Es ist mir ja ein bisschen unheimlich, wie ungestört ich diese Woche hier zum Schreiben komme. Vielleicht ist das wieder nur die Ruhe vor dem Sturm? Aber ich glaube eher, dass es daran liegt, dass Heide bei jedem Alarm schneller auf den Beinen ist, als ich. Wahrscheinlich habe ich einmal zu oft „Nur diesen Satz noch fertig!“ gesagt, und jetzt ist sie schon aus der Tür, ohne ein „Bleib sitzen, ich mach schon.“ zu entgegnen. Ich fühl mich schon schlecht deswegen, als würde ich sie ausnutzen. Heute kam ich auch erst eine Idee später, und sie hat mich nicht mal deswegen angesprochen. Sie ist einfach nur einfühlsamer, als andere. Es ist fast so, als nähme sie mich eher als zusätzlichen Patienten wahr, denn als Kollegen. Und ich bin ihr dankbar dafür, dass sie mir die Zeit gibt und den Rücken frei hält. Ich würde jederzeit das Gleiche für sie tun, wenn sie nicht der ausgeglichenste Mensch wäre, den ich kenne. Ich werde mir etwas einfallen lassen, um mich angemessen dafür zu bedanken. Ganz bestimmt.
Es war am Morgen des 12. Septembers gewesen, das mein Trägerraketen-Selbst in tausend Stücke zerschellte. Eine ausgeglühte Trägerrakete, die zur Erde zurück stürzte, und dort aufschlug. So hat es sich angefühlt, meine Welt zersprang, und ich versuche sie immer noch wieder zusammen zu setzen, aber an diesem Punkt ist der Big Bang, hier explodierte mein Universum.
War das wirklich so? Seit Tagen grübele ich schon darüber nach, und ich weiß längst nicht mehr ob oder wo mir meine Erinnerung einen Streich spielt. Alles dreht sich im Kreis, und je öfter ich es umkreise, desto vertrauter fühlt es sich an, die rauhen Stellen schleifen sich ab, alles wird glatt und glaubwürdig, wie jede andere Perspektive auch, wenn man sie nur oft genug gehört hat. Man kann das Private nicht einfach nachschlagen, wenn man will, da müsste man schon permanent Tagebuch geführt, und von Anfang an Schreiben gekonnt haben. Und ich Esel hab genau vorher wieder damit aufgehört, also vor 1989, als ich gerade erst gelernt hatte mit Worten umzugehen. Aber ein Muskel, den man nicht regelmäßig trainiert, verkümmert wieder. Ich hatte ja vorgehabt stattdessen Songtexte zu schreiben, nur… nun ja.
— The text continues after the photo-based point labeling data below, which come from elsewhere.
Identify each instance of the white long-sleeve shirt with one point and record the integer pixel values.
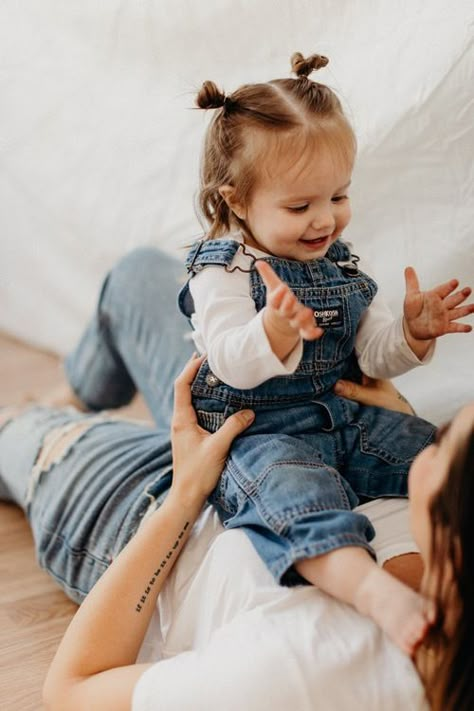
(228, 328)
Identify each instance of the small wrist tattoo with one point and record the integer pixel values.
(159, 570)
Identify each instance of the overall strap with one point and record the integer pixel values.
(205, 253)
(339, 252)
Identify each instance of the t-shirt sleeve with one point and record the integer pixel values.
(231, 330)
(381, 347)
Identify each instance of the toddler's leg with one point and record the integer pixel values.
(352, 576)
(137, 339)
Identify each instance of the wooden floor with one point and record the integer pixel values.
(33, 612)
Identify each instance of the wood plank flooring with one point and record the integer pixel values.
(34, 613)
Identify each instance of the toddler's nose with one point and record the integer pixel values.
(323, 223)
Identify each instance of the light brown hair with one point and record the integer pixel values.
(292, 116)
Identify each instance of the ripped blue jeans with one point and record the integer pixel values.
(86, 481)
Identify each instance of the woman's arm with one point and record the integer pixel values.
(94, 666)
(380, 393)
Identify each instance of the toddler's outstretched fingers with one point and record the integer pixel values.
(412, 285)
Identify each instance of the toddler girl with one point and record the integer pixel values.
(283, 310)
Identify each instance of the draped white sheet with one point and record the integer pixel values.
(99, 143)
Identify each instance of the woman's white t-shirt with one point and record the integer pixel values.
(228, 637)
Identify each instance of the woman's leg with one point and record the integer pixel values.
(137, 338)
(85, 483)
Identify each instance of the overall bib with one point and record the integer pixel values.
(292, 479)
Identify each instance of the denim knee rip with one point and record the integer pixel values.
(56, 445)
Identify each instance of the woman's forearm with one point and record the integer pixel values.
(110, 625)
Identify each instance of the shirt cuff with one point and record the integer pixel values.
(292, 360)
(405, 349)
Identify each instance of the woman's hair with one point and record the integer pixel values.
(451, 641)
(282, 117)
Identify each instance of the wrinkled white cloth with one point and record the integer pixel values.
(228, 328)
(228, 637)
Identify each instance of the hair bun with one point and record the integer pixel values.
(303, 67)
(210, 96)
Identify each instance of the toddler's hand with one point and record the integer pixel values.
(287, 314)
(429, 314)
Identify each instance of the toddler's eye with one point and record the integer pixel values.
(298, 208)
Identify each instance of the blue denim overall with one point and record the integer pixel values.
(293, 478)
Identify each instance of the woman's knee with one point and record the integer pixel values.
(144, 277)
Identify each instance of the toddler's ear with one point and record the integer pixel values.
(228, 193)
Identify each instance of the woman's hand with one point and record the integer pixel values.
(380, 393)
(199, 457)
(429, 314)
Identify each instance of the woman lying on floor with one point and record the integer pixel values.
(110, 520)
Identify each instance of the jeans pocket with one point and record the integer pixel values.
(395, 438)
(210, 421)
(227, 496)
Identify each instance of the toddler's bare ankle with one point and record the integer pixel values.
(404, 615)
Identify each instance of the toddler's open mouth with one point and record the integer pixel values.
(316, 243)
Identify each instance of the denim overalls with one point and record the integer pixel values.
(292, 479)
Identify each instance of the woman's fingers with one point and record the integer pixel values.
(455, 299)
(443, 290)
(412, 284)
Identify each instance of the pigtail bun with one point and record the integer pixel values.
(303, 67)
(210, 96)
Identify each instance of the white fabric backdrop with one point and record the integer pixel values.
(99, 144)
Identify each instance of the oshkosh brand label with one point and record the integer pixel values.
(327, 318)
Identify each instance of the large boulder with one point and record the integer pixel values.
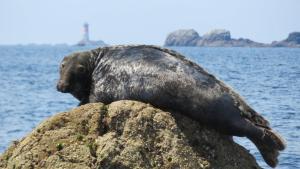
(217, 35)
(182, 37)
(124, 134)
(293, 40)
(294, 37)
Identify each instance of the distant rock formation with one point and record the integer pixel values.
(293, 40)
(124, 134)
(182, 37)
(222, 38)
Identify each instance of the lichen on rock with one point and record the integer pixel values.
(124, 134)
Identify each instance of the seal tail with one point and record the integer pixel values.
(269, 145)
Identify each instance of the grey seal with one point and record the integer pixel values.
(167, 80)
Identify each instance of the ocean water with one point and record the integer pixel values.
(268, 78)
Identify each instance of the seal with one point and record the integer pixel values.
(167, 80)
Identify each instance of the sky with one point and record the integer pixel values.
(143, 22)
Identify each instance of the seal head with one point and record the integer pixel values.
(74, 76)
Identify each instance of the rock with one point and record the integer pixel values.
(214, 38)
(294, 37)
(182, 37)
(293, 40)
(124, 134)
(217, 35)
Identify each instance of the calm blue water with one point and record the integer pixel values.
(268, 78)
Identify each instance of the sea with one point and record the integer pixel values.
(267, 78)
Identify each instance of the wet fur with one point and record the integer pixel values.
(167, 80)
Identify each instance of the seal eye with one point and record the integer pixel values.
(80, 69)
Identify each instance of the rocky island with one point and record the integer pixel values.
(222, 38)
(293, 40)
(124, 134)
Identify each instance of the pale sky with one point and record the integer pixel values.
(143, 22)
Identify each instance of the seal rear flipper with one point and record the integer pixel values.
(269, 145)
(269, 154)
(273, 139)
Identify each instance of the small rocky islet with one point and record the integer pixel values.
(222, 38)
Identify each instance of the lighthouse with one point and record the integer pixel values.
(85, 41)
(86, 32)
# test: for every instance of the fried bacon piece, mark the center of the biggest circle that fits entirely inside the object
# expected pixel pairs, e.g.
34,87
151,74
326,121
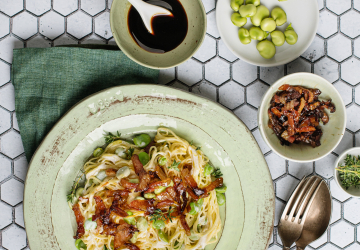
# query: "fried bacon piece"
79,220
295,112
143,175
124,233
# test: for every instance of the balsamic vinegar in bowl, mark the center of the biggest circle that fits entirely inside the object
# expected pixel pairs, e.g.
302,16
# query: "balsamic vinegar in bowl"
169,31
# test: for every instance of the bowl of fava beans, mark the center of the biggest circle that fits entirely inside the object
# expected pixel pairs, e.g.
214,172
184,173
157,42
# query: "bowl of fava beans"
267,32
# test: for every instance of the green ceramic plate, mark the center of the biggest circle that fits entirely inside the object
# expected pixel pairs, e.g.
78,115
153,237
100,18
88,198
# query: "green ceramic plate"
248,215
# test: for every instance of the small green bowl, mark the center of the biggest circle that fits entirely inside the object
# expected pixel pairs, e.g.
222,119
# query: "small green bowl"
196,32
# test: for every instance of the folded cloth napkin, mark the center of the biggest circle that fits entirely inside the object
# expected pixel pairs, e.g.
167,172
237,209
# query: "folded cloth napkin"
48,82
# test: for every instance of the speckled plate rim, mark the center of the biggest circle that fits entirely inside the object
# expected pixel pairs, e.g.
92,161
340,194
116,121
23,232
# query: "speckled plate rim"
149,66
264,210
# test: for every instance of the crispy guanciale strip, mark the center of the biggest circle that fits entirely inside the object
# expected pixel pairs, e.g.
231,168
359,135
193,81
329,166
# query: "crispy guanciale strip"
160,173
127,184
79,220
143,175
185,225
124,232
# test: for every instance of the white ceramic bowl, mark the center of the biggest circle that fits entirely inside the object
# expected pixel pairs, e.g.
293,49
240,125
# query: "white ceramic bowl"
355,192
303,15
333,131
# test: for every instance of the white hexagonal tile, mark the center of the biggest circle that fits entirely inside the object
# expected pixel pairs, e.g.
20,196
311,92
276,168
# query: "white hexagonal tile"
276,164
217,71
325,166
190,72
5,25
339,47
225,53
211,25
338,7
7,45
262,145
350,72
65,7
321,241
353,118
346,143
337,192
12,192
7,97
11,7
327,68
38,7
24,20
52,25
345,91
350,23
315,50
298,65
352,211
336,211
79,25
64,39
4,73
345,230
166,75
207,49
102,25
21,167
244,72
285,187
205,89
5,120
5,164
19,215
231,95
11,144
327,24
93,7
271,74
248,115
14,238
38,42
299,169
255,92
6,215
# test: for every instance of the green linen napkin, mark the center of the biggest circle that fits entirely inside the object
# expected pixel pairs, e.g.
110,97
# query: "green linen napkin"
48,82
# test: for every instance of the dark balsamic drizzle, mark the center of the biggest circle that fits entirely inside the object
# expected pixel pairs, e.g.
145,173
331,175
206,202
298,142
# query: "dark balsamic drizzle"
169,32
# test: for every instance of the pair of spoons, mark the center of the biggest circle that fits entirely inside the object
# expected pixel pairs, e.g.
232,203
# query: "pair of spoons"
307,213
148,11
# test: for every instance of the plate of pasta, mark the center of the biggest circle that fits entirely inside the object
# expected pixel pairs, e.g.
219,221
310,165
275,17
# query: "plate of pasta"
148,167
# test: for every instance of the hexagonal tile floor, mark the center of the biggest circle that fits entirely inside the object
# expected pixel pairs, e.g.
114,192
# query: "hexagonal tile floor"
213,72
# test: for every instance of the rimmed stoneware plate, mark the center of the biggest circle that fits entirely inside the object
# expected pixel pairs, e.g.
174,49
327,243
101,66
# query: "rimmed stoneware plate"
248,215
303,15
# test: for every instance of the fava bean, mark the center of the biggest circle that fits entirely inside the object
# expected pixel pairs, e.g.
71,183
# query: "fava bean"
268,24
261,13
277,37
266,49
290,35
257,34
244,36
235,4
238,20
247,10
254,2
279,16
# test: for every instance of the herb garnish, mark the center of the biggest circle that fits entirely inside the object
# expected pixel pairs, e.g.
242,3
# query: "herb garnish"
350,173
110,137
175,166
160,215
217,173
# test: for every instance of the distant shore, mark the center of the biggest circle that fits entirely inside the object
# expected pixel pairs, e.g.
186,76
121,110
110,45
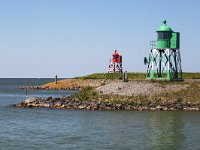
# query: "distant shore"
109,94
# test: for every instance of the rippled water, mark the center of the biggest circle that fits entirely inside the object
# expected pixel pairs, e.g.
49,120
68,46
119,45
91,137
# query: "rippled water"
42,128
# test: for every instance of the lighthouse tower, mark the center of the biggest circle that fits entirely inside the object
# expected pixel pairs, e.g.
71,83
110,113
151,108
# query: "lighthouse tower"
164,60
115,65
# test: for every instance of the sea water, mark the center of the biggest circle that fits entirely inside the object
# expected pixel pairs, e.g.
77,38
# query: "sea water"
47,128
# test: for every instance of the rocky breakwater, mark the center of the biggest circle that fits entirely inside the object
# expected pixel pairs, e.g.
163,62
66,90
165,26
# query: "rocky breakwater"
68,103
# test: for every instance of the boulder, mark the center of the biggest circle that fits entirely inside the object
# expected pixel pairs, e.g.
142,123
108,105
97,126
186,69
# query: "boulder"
30,100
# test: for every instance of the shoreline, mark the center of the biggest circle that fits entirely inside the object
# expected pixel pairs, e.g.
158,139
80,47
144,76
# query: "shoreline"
112,94
67,103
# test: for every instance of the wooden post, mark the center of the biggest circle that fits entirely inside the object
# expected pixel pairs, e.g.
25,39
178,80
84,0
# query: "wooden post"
56,79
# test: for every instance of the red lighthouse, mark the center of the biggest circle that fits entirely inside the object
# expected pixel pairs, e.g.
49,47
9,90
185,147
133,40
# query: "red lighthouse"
115,63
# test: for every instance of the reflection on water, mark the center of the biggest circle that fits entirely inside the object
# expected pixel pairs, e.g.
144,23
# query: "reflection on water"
165,131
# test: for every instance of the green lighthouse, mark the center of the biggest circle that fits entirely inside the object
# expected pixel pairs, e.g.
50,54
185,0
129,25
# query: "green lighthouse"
164,60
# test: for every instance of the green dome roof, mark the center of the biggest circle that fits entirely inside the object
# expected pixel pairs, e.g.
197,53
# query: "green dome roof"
164,27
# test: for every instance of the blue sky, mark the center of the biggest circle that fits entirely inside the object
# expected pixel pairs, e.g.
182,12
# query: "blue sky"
42,38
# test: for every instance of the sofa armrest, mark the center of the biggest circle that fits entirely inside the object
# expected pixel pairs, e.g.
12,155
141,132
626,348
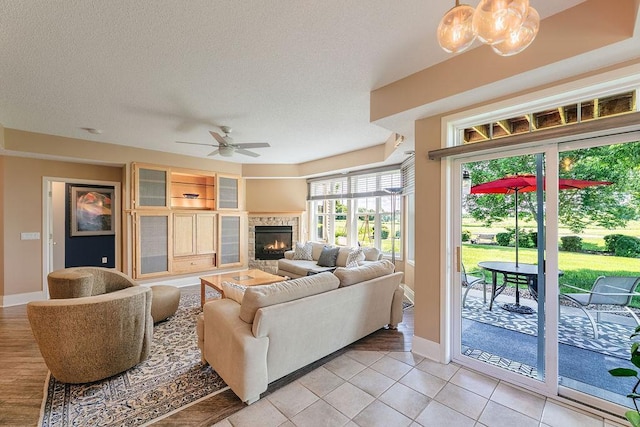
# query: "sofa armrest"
232,350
Klar, ich kann auch in Zeitungen von damals gucken, oder Bücher vor Historikern lesen, Biographien und so, aber da findet man ja nur Daten und Ereignisse, die nicht das widerspiegeln, was man selbst empfunden hat. Da fehlt die eigene Gänsehaut, selbst wenn die kein Zeichen für Wahrheit darstellt, so doch für die Wichtigkeit des Moments. Es steht eine emotionale Wahrheit gegen eine anders zusammengereimte, und so blenden wir immer einen Teil unserer Wahrnehmungen aus, andernfalls würde unser Bewusstsein ja gefühlsduselig darin ersaufen. Unser Gehirn sortiert vor, immer. Filtert. Macht Fehler. Schert sich einen Dreck drum, entschuldigt sich nie. Es kann uns aus jeder Situation rausreden, so lange wir der einzige Zuhörer sind. Da werden unsere Erinnerungen so lange umsortiert, bis die Gegenwart wieder passt, uns keine andere Wahl blieb, tut mir leid, isebenso. Hauptsache wir bleiben der Held unserer eigenen Geschichte. Das ist Selbstschutz, oft aus Verzweiflung heraus, weil es nur falsche Entscheidungen gibt, weil man jemand anderem mit der Wahrheit nur weh tun würde. Was man auch tut, am Ende leidet immer irgendwer, und ich mit ihnen.